Bethlen became mistress of her husband's large estates and active in fostering education in Transylvania. Much of this she described in her writings. As a patron of Péter Bod, the Protestant scholar and publisher, she supported printing and scholastic reform. Bod, her chaplain in 1743–1749, assembled for her one of the most important libraries of that period, which included over 500 manuscripts. However, this library was to be destroyed by fire in 1847.

==Written works==
She published her writings as Védelmező, erős paizs (Protective, Strong Shield, 1759) and Bujdosásnak emlékezetköve (The Memoirs of her Exile, 1733). She also collected work that includes her letters: Gróf Bethleni Bethlen Kata életének maga által való rövid leírása (A Short Description of the Life of Countess Kata Bethlen Written by Herselfm written 1759, published 1762). These mirror her personal troubles, but also reflect political struggles of the day and the duties and tasks of leading families in them.

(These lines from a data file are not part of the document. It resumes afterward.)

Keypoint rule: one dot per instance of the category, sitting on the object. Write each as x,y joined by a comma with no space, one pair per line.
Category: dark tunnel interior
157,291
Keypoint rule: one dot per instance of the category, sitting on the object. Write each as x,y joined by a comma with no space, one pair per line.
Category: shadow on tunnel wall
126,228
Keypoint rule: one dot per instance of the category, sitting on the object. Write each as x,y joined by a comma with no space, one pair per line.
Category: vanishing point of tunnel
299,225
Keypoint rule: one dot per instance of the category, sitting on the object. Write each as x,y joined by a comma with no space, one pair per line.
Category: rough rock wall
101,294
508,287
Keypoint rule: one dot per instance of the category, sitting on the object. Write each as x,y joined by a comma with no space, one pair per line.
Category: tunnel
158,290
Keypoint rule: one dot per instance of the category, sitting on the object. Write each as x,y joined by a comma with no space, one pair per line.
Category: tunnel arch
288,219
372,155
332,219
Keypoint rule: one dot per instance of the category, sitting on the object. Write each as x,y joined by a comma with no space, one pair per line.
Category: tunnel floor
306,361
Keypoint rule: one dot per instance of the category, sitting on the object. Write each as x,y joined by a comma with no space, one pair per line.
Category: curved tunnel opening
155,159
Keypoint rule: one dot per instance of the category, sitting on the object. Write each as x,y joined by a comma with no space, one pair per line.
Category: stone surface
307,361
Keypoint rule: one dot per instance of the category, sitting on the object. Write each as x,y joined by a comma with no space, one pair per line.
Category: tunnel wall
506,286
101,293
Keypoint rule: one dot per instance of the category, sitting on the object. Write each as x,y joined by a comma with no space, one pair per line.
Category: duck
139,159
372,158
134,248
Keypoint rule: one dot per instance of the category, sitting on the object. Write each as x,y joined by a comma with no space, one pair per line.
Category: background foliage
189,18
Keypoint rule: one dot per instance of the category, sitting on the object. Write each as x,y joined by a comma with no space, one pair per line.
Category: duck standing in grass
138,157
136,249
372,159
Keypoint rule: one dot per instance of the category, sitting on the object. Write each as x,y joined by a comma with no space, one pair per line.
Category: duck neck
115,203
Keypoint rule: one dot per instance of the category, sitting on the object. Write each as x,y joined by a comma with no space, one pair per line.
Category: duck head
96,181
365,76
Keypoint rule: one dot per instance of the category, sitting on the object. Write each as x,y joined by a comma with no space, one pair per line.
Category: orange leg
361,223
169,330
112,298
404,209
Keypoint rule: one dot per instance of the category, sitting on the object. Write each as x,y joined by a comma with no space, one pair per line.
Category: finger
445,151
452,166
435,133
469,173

Her letters present her as clever and skillful. She encouraged industrial development on her estates, established gardens and nurseries to propagate better stock, acquired a paper-mill and glassworks, and employed numerous artisans, including embroiderers. She studied natural science to help her counteract the effect of natural disasters and persuade tenants to adopt progressive farming practices. Further, she learned medicine and pharmacology to better minister to the needs of her community and contributed generously to the advance of learning by establishing schools and scholarships, particularly the education of girls, which she felt sadly neglected. Her diary was primarily a personal response to the pressures her first husband's family put on her to convert, as a Protestant unhappily married to a Catholic. Her autobiography can be called a fine example of Baroque literature.

==Legacy==
Kata Bethlen is a good representative of Hungarian Baroque, who unites the literature of her day with that of the 19th-century period of Reform. Her works blend in an interesting way traditional meditative lyrics and the popular genres of her time with her strongly Puritanical views. Her style draws on the memoirs of János Kemény and Miklós Bethlen, work closely related to Francis Rákóczi. Her letters compare with those of Mme de Sévigné and others at the Court of Louis XIV.